This is what I am talking about.
In theory… it would need to be evaluated.
Ok, let me explain a little of the basics. Lets say you want to send a buffer that is 1MB in size, this is larger then the maximum payload supported by all current consumer and even most enterprise level equipment, so the TCP stack splits this up into packets of data limited by the MTU (maximum transmission unit) of your hardware.
Generally the default MTU is 1500 bytes unless you’re using Jumbo frames, in which case it’s usually 9000 bytes. The MTU may further be limited by your PC or any equipment between you and the target PC (routers/switches/gateways, etc).
Each packet has a IP header containing among other things, the source address, destination address, ttl, crc, flags and sequence number. Each of these fields need to be populated by the TCP stack in the kernel, some things like crc
can be offloaded to the ethernet hardware if it supports it (most do today).
At the end of the day, your 1MB packet, assuming jumbo frames had to be split up into 117 packets. Since your kernel is doing lots of things at once, it may re-order the packets and send them out in a jumbled up mess (worst case). As such the remote end needs to take each packet and inspect the sequence number to determine the original ordering. It also needs to check the CRC of each packet and if using TCP an acknowledge packet needs to be sent back to the sender to verify receipt. If the CRC doesn’t verify and can’t be corrected, a resend message is sent back and remote host re-transmits the packet.

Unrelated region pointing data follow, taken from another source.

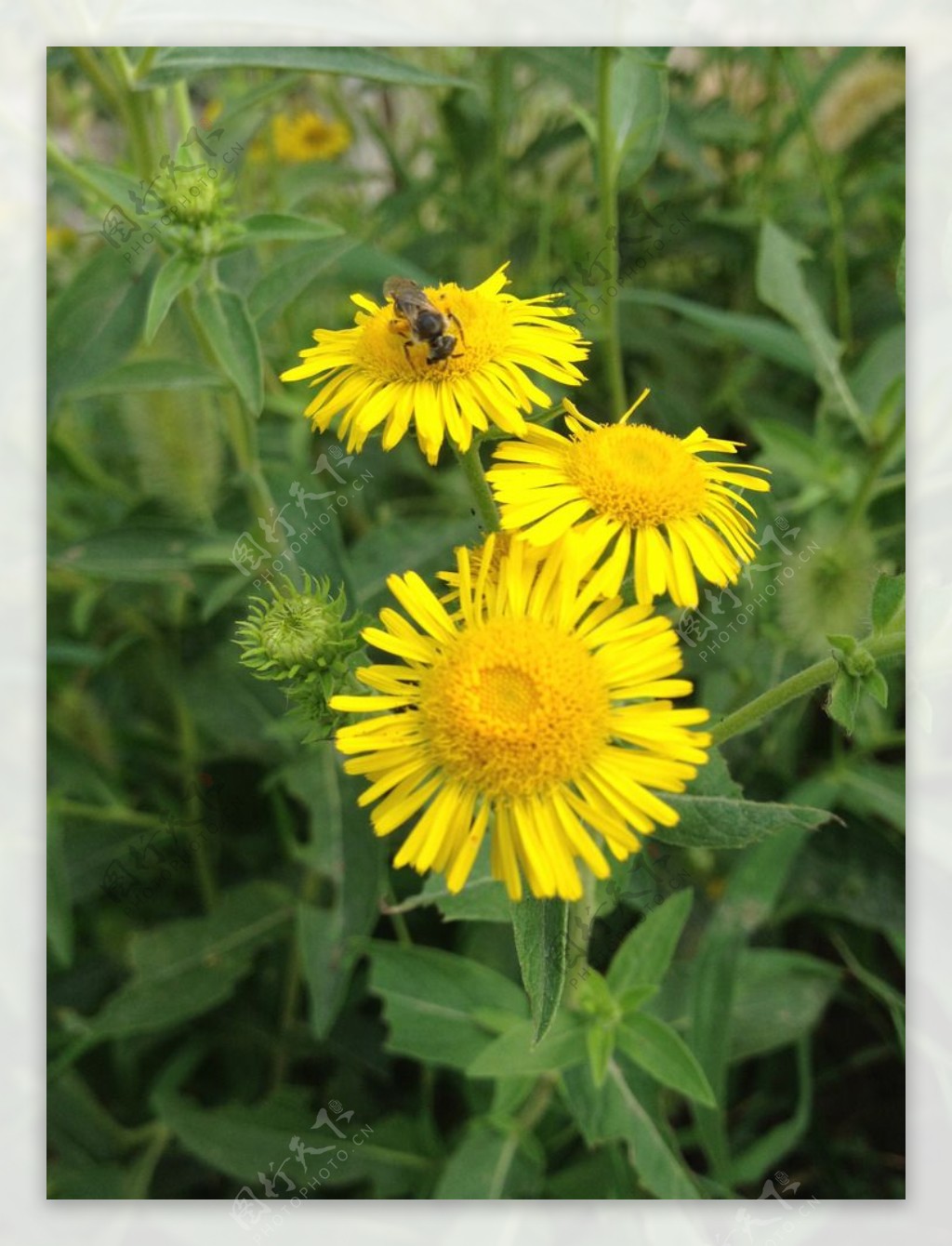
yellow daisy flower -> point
(538, 713)
(307, 136)
(369, 376)
(647, 495)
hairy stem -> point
(821, 673)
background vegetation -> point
(230, 953)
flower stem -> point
(479, 486)
(608, 196)
(882, 647)
(827, 183)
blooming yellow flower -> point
(366, 373)
(306, 138)
(636, 490)
(540, 713)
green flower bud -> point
(299, 636)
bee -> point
(420, 322)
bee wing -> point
(405, 293)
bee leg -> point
(458, 326)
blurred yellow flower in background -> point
(303, 138)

Finally the kernel needs to reassemble the packet payloads into a contiguous buffer to hand to the userspace application. The userspace application then needs to check if it has the entire buffer yet (the kernel can’t know this, it’s protocol specific), and buffer each payload until it’s all arrived.
As you can imagine, this is a very complex stack to take large amounts of data through, and we have not even covered the fact that all this goes through a firewall layer and routing layers which adds additional computational complexity.
This is why LG at current has zero support for this, while all this is written into the kernel, the overheads it adds goes against the project’s goal of being as close to zero latency as possible.
Note: A technology like RDMA would make this feasible… but that is not usually even in the reach of even enthusiast users with massive budgets for high end equipment (including me… hint hint, someone send me some gear so I can learn it and add LG support :P)